Bike Touring Highlight
It was built in 1682-93 by Charles Philippe Dieussart for the Great Elector Friedrich Wilhelm of Brandenburg. Under Frederick I it was expanded in 1701 in the style of the French Baroque and embellished. The soldier king Frederick William I had the hunting lodge Glienicke set up as a military hospital for the Guards Regiment. Frederick the Great donated it in 1763 to the oilcloth and wallpaper manufacturer Isaac Levin Joel, who produced oilcloth wallpaper there. In 1827, the hunting lodge came into the hands of Wilhelm von Türk, who turned it into an orphanage in 1832. In 1859, Prince Karl of Prussia had the castle rebuilt in Baroque forms for his son Friedrich Karl by the court architect Ferdinand von Arnim. In 1889, Albert Geyer opened the central building and added a tower.

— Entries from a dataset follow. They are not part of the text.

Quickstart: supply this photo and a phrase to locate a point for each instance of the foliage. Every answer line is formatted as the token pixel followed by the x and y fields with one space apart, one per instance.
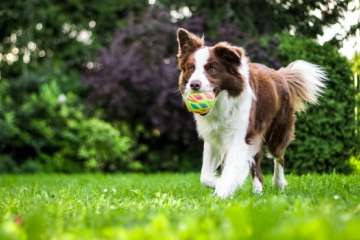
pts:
pixel 47 129
pixel 68 30
pixel 175 206
pixel 136 81
pixel 326 134
pixel 264 17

After 1919, a decline of the castle began. The castle with the park came under the National Socialist State Commissioner and later mayor Julius Lippert (journalist) in 1934 over a blackmailing of the Jewish entrepreneur Ignatz Nacher in the possession of the city. Lippert and Dresdner Bank had worked together to rob the entrepreneur, the major shareholder of the Engelhardt brewery, of his company. The bank owned the park with its castles, Lippert the blackmailed shares. They then did an exchange. Lippert made the park available to the general public and took himself the castle as befitting residence. Previously, he had the castle renovated at government expense.
December 9, 2016
The castle complex of Klein-Glienicke is located on the border to Potsdam and is part of the "Palaces and Gardens of Potsdam and Berlin" and is thus a UNESCO World Heritage Site.The north of the hunting lodge Glienicke location was in 1747 by the Berlin doctor. Johann Jakob Mirow acquired, who had built there shortly thereafter a manor house. At the beginning of the 19th century, there was a complete redesign in the style of classicism, with which the architect Karl Friedrich Schinkel was entrusted. The landscape gardening design of the property was left to the owner Karl August Graf von Hardenberg the then gardening companion Peter Joseph Lenné, who was later to shape the garden art in Prussia almost half a century.